Name Dropping is a Q&A series that aims to elevate the stories of women and nonbinary people leading in the tech space. The idea came from Angela DeFranco, a VP of Product at HubSpot, who said one way to be better allies is to name drop more women and nonbinary people in discussions of achievement, inspiration, and disruptors in tech, instead of referencing, time and again, the same set of (often male) leaders.

This edition of Name Dropping features Courtney Kissler, Chief Technology Officer at Zulily.

What first made you love computer science and engineering?

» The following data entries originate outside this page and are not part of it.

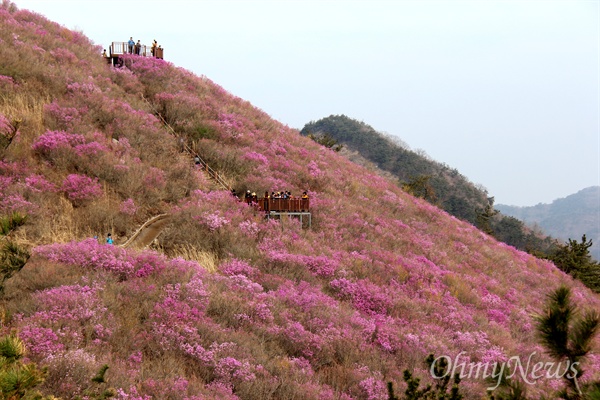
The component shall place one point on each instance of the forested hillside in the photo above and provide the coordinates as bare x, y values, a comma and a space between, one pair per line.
226, 304
436, 182
567, 218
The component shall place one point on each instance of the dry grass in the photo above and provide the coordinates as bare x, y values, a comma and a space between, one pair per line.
207, 260
26, 112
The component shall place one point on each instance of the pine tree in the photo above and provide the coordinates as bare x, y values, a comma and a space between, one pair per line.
567, 338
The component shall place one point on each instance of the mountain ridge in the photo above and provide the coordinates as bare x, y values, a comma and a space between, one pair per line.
228, 305
565, 218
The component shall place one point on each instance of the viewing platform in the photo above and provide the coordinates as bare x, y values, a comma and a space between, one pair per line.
117, 49
276, 208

For me, it was when I wrote my first program in college. Solving a problem with code was a new experience for me and the thrill of having my code compile successfully and get the result I was expecting sold me. I also really loved debugging code and the learning that came from identifying a problem and solving it.
What is one quality that you think every leader should have in order to generate impact, and lead effectively?
Vulnerability ⁠— I will never have all the answers and being open to learning from others and demonstrating that vulnerability is something I believe creates a psychologically safe environment where everyone can be their authentic self.
What does a typical day entail for you as CTO?
I spend a lot of my day with my leaders and teams doing everything I can to unblock/remove impediments.
You've led tech teams for several major retail companies, from Nike to Nordstrom. What are some of the most interesting tech challenges B2C businesses face?
Most B2C businesses are trying to remain competitive and relevant with all of the options customers have. I believe that the most interesting tech challenges include creating platforms and capabilities that can move at the speed required to respond and adapt to customer needs. I'm also a big believer in transforming ways of working to be more focused on value streams and outcomes.
With that in mind, how do you stay close to the needs of your customers at Zulily?
Our customer is 'Mom' and as a mom, I am a customer and spend a lot of time engaging with our experiences and providing feedback to our teams. I also receive all of our customer feedback and participate in the research we do to understand what Mom wants and needs. We also have a very strong experimentation culture and do a lot of testing and learning.
What advice do you have for anyone without a traditional tech background who's looking to break into the industry?
I would recommend finding someone to connect with to learn more about the roles and what most interests you. There are a lot of meet-ups and free conferences to learn about the industry, too. Then you can decide which classes, bootcamps, or other training you can take to learn more. Ada Developers Academy is also a fantastic path to take.
Who’s one woman or nonbinary person whose name you’d like to drop and why?
Heidi Robinson — we worked together at Nordstrom and I have learned so much from her. She challenged me and helped me grow and is someone I continue to lean on when I need to make tough decisions.
What's the most fun, helpful, or interesting thing you've purchased during the last year?
I do a lot of reading and the book I'm most excited about right now, which definitely has been helpful, is Jon Smart's book Sooner Safer Happier.